Network wants its MTV less violent, sexist TURNED ON IN L.A.--Fall Preview


Los Angeles--MTV is rejecting more music videos than ever because of violence and negative depictions of women, according to a network executive.

"For the first 10 years, violence wasn't an issue," says Judy McGrath, senior vice president for MTV. "But the last two years, violence has become more prevalent on music videos."

McGrath estimates that MTV now rejects about 27 percent of those videos that it would otherwise play for musical reasons, because they are considered too explicit, violent, racist or sexist.

"We try to do it without becoming censors," she says.

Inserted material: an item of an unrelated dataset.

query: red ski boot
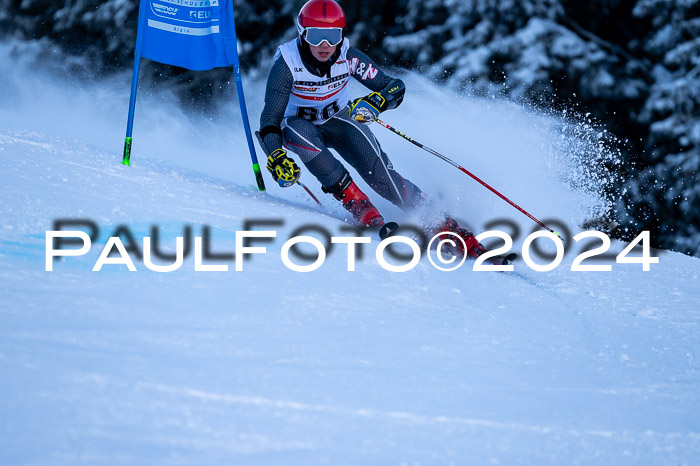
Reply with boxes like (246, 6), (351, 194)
(321, 173), (384, 228)
(433, 217), (486, 257)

Although unsure of the exact rejection rates from previous years, McGrath says she knows the current ones are the highest ever.

While MTV has often been under fire for violence and sexist depictions of women in music videos, McGrath says she welcomes the heightened scrutiny from TV reformers.

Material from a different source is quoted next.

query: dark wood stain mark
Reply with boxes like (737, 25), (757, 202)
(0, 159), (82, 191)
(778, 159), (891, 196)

"I think it's great that people are looking into this," she says.

"I support the consumer having a better idea of what's going on . . . and a larger role. But I'm not sure what that role would be."

MTV emphasized its news and public affairs programming during its presentation to critics here during the fall preview tour. MTV news correspondent Tabitha Soren announced a "Free Your Mind Forum" to be held in October on MTV as part of the cable network's yearlong focus on racial, sexual and religious intolerance.

During a question-and-answer session, Soren defended herself and MTV News against charges of bias in its political coverage.

Wasn't it true that MTV favored Bill Clinton over George Bush in the presidential campaign, she was asked, because Clinton was "hip" and fit MTV's marketing goals?

"In terms of people my age and the president being hip," the 25-year-old Soren says, "I mean, the guy's favorite Beatle is Paul and he likes Michael Bolton. How hip is that?

The big news on "MTV Unplugged" -- the hit showcase that has featured such musical artists as Eric Clapton and Mariah Carey -- is that it will do a show with poets on July 28.

"MTV's Spoken Word Unplugged" will feature poets such as Maggie Estep, Henry Rollins and Reg E. Gaines in a rock-concert setting. Estep recites "The Stupid Jerk I'm Obsessed With," while Gaines does "Please Don't Take My Air Jordans" and Rollins reads "Ode to MTV Unplugged."

MTV also announced that it will be making more of its own movies, which will be shown not only on the network but in theaters.

The first film will be a full-length feature based on the award-winning animated short titled "Joe's Apartment," which first aired on MTV's "Liquid Television" last year.